His new album opens with a an excerpt of an interview with Jian Ghomeshi on the heels of that song’s hype. In it he admits “I don’t really want to get recognized off of this” before a booming Kid Rock-ish guitar fueled beat licks into My Own Terms.

Transit is 22 year old Dan Bennett. A kid from Victoria who moved to Calgary to attend Ambrose University where he will graduate in April with a degree in Behavioural Sciences.

His rhymes aren’t about the drinks and clubs and cars that run through Lights Camera Action. He talks about taking the bus, his best friends and what he wants to be when he grows up.

The back to back tracks of Same Steez and 22 are a brilliant flow where he takes the outlook of a younger self looking at a promising future before him. Then, somehow at 22, he thinks he needs to look back on the things he hasn’t accomplished in a seemingly melancholy mortality before being satisfied with who he is and what he’s accomplished.

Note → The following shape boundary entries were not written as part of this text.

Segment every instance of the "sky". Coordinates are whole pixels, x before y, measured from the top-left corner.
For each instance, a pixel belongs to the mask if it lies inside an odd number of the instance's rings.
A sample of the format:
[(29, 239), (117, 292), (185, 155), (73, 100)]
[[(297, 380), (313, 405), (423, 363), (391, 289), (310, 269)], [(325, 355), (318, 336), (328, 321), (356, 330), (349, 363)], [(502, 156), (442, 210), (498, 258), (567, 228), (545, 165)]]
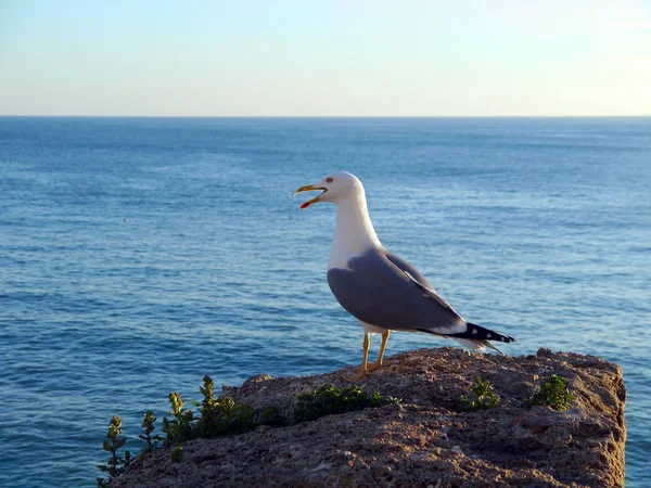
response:
[(651, 0), (0, 0), (0, 115), (651, 115)]

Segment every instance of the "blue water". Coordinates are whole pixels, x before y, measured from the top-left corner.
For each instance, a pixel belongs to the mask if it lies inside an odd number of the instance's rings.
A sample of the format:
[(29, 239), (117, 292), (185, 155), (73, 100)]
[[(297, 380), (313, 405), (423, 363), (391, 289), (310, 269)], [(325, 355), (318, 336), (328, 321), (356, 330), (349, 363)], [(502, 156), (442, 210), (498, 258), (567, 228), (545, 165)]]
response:
[(136, 437), (204, 374), (358, 363), (334, 207), (292, 197), (339, 169), (505, 351), (624, 368), (627, 484), (649, 486), (651, 118), (0, 118), (0, 485), (92, 486), (111, 415)]

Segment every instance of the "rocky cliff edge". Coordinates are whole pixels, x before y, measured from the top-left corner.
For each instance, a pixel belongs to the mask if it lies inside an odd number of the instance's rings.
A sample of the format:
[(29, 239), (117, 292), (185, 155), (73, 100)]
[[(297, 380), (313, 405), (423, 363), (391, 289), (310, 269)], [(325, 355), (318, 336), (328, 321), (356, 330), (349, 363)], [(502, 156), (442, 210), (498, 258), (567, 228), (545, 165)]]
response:
[[(297, 394), (348, 386), (341, 374), (260, 374), (222, 396), (293, 419)], [(552, 374), (567, 378), (569, 410), (525, 400)], [(496, 408), (463, 411), (481, 376)], [(592, 356), (541, 349), (535, 356), (458, 348), (396, 355), (359, 382), (400, 398), (285, 427), (183, 445), (181, 462), (162, 449), (111, 486), (122, 487), (620, 487), (624, 486), (626, 390), (622, 369)]]

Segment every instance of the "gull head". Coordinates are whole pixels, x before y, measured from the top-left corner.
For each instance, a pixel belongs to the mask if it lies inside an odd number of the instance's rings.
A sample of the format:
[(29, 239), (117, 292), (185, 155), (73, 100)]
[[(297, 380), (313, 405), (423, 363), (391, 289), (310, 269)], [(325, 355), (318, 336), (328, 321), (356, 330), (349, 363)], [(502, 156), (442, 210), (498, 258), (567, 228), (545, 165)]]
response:
[(294, 196), (302, 192), (312, 191), (321, 191), (321, 193), (312, 200), (302, 203), (301, 209), (307, 208), (317, 202), (332, 202), (336, 205), (349, 197), (359, 198), (359, 196), (363, 196), (361, 181), (355, 175), (345, 171), (328, 175), (318, 183), (301, 187), (296, 190)]

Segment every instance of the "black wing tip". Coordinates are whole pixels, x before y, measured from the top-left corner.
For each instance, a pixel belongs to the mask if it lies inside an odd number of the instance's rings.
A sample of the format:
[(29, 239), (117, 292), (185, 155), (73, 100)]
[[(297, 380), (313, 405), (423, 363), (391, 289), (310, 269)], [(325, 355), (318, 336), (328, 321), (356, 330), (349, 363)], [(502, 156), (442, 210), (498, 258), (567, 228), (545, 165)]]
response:
[(510, 335), (500, 334), (499, 332), (477, 325), (476, 323), (468, 322), (465, 332), (459, 334), (450, 334), (448, 337), (459, 337), (480, 341), (497, 341), (499, 343), (515, 343), (515, 338)]

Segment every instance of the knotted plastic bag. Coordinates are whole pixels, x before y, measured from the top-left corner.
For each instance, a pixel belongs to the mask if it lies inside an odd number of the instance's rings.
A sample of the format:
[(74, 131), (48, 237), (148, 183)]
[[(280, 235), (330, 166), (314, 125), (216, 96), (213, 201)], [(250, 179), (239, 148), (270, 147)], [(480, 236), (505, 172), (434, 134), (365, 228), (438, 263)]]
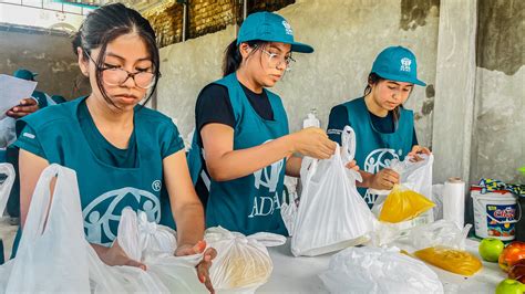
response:
[(222, 227), (206, 230), (205, 240), (217, 250), (209, 269), (216, 290), (253, 293), (270, 277), (274, 264), (266, 246), (281, 245), (286, 238), (274, 233), (244, 235)]
[(302, 195), (291, 237), (295, 256), (320, 255), (369, 240), (374, 218), (356, 188), (361, 175), (346, 167), (356, 153), (351, 127), (344, 127), (341, 141), (329, 159), (302, 159)]
[(452, 273), (473, 275), (482, 269), (482, 262), (464, 251), (471, 228), (469, 223), (460, 230), (452, 221), (439, 220), (412, 229), (406, 241), (419, 259)]
[(434, 202), (424, 196), (403, 186), (394, 185), (384, 200), (379, 220), (391, 223), (411, 220), (434, 206)]
[(449, 246), (425, 248), (415, 251), (414, 255), (434, 266), (461, 275), (473, 275), (483, 267), (480, 259), (473, 254)]

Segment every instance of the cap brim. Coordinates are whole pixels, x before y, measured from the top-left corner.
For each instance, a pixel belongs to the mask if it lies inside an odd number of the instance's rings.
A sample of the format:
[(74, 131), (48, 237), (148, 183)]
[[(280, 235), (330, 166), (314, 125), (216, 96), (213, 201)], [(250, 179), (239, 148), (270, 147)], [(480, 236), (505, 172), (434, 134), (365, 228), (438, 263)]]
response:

The stand out track on the effort is Calgary. Starring Jann Arden, the song is an anthem for the city’s music scene with the chant We Are Not All Cowboys. Transit manages to name check almost the entire local music scene and gets dozens of them to star in the video. It has all the hooks of a radio-friendly pop song: Transit has a smooth and clever flow, there’s a fist pumping anthemic chant for a chorus and Jann Arden‘s sweet voice blends the hook into ear friendly candy.

While his bio boasts of his indie successes, I’m So Indie bites at the backlash of those who live in the underground talking cynically about the mainstream. What’s that Yogi Bera line? Nobody goes there anymore, it’s too crowded. It’ll make you crave organic Pop-Tarts.

The first 8 songs had me bobbing in my mini-van (after all, I am a 41 year old father of 2) and then track 9, Underdog. It had me sitting in silence in my driveway digesting what I had just heard.

Underdog is the story of Tim Harriman a college friend who had leukemia as a teen and beat it only to see the disease come back and take him as a young man. Transit calls him “the most inspiring person I’ve ever met.” As the track fades, Tim’s voice carries on talking about what life is about

“How your day is going to look is really your choice. You can either give it your all or you can let life take control,” he says.

It still gives me chills.

There’s no Parental Advisory sticker on the label. The rhymes are clean and smart. The lyrics have a meaning and reflection. The 14 months Transit poured into writing and recording 22 is about as far away from an 8 Hour Challenge as you can get. All he needs now is someone to yell Lights Camera Action, Transit is ready for prime time.